School Daze the sophomore feature film outing for director Spike Lee premiered this day in 1988. I can literally remember that Friday like it was yesterday. It was my senior year of high school and we had a crew that would hit the movies and other activities most weekends. On the movie side of the game it didn’t hurt that we had “the hook up”. Yes the proverbial hook up where one of our boys worked at the theater and took the tickets. So the deal was just walk in like you already purchased your ticket and then when you go to him he would pretend like he tore your ticket and once the movie started he would come in the theater to “collect” your $2 which he pocketed. Capitalism, in this instance, worked for me.

There was no doubt amongst the crew what we were going to be doing on Feb. 12th of that year. Highly anticipated among our set School Daze was primed to speak directly to our generation. Although A Different World had premiered that Fall on NBC it had not yet been retooled into the better-defined HBCU experience that fictional Hillman College would become. Both my parents went to HBCUs and my father pledged a fraternity during his undergrad experience so through stories and visits to campuses during homecoming season I had a little knowledge of what campus life might be like. But like most things in life there is no real knowing until you experience and with my graduation still a few months away this film represented a potential peek into a road that I would be traveling soon. The other thing that was on our minds is that we were all big fans of Go-Go and to hear that one of our favorite bands E.U. was going to be in this movie, we had to be there.

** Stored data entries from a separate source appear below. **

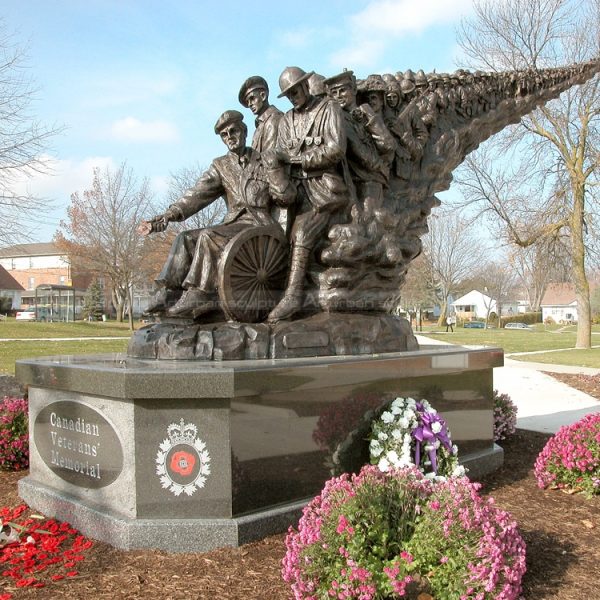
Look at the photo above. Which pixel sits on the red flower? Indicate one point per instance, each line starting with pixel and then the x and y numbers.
pixel 183 463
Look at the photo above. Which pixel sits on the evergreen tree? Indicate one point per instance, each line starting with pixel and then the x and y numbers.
pixel 93 302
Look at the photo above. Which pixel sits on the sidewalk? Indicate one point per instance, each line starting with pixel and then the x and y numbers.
pixel 544 404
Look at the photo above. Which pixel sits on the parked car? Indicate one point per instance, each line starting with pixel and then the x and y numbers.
pixel 474 325
pixel 29 314
pixel 518 326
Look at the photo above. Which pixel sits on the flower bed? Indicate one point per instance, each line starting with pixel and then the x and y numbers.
pixel 571 458
pixel 14 434
pixel 385 534
pixel 35 552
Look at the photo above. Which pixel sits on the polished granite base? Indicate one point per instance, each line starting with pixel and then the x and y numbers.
pixel 121 447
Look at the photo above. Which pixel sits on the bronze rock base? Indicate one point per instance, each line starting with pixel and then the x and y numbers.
pixel 324 334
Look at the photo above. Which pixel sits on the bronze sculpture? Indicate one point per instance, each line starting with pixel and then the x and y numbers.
pixel 358 180
pixel 189 276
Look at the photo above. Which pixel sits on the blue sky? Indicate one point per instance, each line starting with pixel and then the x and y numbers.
pixel 144 81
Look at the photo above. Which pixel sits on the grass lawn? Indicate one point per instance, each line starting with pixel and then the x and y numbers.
pixel 10 328
pixel 512 340
pixel 12 351
pixel 576 358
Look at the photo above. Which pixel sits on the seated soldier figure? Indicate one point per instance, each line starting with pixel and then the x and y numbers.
pixel 241 178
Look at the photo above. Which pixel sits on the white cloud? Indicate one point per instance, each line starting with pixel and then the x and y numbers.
pixel 362 54
pixel 398 17
pixel 298 38
pixel 131 129
pixel 118 89
pixel 382 21
pixel 159 185
pixel 63 177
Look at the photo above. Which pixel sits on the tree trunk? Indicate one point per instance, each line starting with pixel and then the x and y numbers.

That night when we got to the theater we were in for a little surprise. The UNC Basketball Team was in town to play UVA(my hometown is Charlottesville) the next day. Somehow they got a pass to check out the movie(I kid, I kid). Someone should’ve set up a hoop in the parking lot, I think my guys and I could’ve taken them. But I digress… we had somewhat of an inkling that School Daze was partly a musical but I’m not sure of how many of my friends we were ready for the full on MGM Musical of this scene(I apologize for the YouTube quality of the clip). But a quick glimpse down the row showed that everyone was riveted to the message and the music

The film also meant so much to us because it showed a wide range of opinions, socio-economic statuses, political points of view all within the microcosm of college life. Being from a college town trust and believe this scene really resonated. So many dimensions to life often based upon your perceived standing in relation to institutions.

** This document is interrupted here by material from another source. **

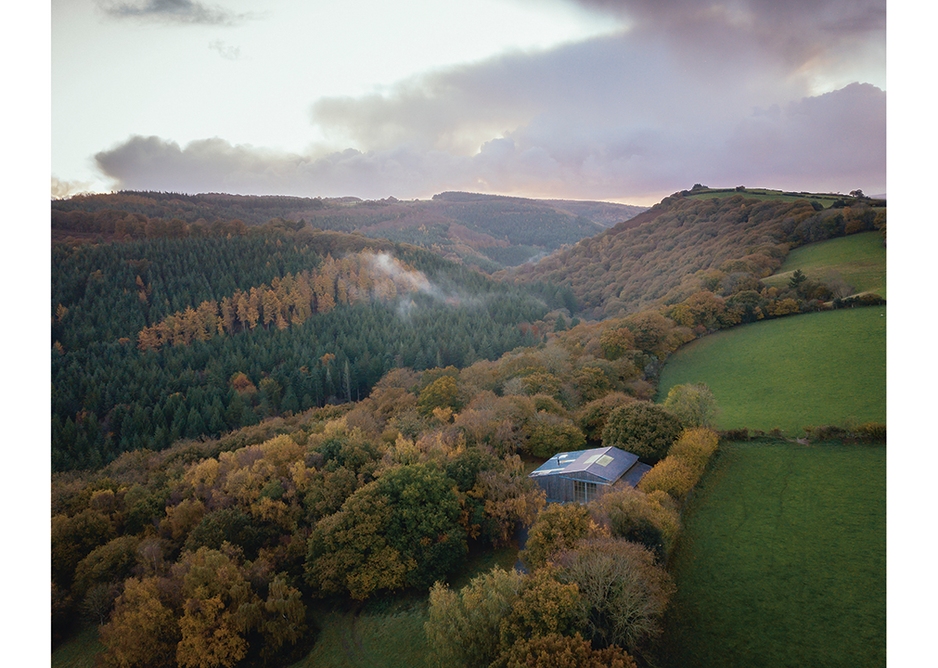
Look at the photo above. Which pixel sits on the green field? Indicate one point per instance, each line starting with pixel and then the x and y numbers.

Man, they had a Homecoming Dance. It was classy I mean anytime you have Phyllis Hyman(RIP) in the building the level of sophistication elevates.

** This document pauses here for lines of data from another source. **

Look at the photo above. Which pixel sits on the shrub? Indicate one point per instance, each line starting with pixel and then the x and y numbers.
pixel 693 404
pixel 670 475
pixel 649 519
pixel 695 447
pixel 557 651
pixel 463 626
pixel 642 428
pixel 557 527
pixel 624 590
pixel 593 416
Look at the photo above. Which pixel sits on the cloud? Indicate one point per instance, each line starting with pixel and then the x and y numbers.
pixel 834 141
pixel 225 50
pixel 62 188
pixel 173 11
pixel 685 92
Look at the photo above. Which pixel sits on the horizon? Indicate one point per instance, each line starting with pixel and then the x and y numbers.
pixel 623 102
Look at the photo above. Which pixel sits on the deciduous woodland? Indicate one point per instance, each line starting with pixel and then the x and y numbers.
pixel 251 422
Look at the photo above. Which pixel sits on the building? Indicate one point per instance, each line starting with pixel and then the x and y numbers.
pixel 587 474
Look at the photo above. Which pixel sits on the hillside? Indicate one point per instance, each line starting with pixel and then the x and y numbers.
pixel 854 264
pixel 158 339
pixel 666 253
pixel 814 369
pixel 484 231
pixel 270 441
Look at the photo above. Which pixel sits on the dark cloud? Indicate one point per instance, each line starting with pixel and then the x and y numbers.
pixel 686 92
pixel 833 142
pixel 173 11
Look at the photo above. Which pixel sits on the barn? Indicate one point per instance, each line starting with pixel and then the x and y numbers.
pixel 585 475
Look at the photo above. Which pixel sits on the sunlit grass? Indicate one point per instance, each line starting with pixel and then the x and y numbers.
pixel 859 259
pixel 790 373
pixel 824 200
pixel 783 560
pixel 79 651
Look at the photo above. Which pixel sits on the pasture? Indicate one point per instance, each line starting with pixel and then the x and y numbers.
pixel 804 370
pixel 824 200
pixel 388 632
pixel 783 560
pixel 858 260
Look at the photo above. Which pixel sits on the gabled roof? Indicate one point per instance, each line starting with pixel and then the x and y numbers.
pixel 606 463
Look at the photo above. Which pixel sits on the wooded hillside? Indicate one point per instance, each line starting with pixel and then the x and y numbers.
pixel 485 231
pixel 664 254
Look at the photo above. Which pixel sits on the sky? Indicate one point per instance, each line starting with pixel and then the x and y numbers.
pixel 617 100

And who could ever forget Keith John’s incredibly heart wrenching performance of the Stevie Wonder penned “I Can Only Be Me”

I’m just gonna put this out there, I’m not too sure if myself and my merry band of teenage dudes were paying much attention to the actual song here.

A lot has changed in 30 years but then again many things have remained the same. When I’ve viewed School Daze at different points in my life I’m always struck at how the movie is able to bring me right back to that time and space. A time that many of us should be so fortunate to experience: hope for the future, inspiration, laughter, challenges, transition. Another point that I believe is so important about School Daze is that while fictional(like Hillman College) this film I believe was a catalyst to spark interest in college for a number of people who may not have initially considered continuing on to higher education. With all that critics will point out (through 2018 eyes) that’s wrong with School Daze inspiring students to go to college is an undeniable very positive outcome. As I often say on these pages about my real-time experiences, I feel very fortunate to have experienced School Daze and for anyone who doesn’t understand the long-lasting appeal of this movie to my generation I’ll just say you had to be there.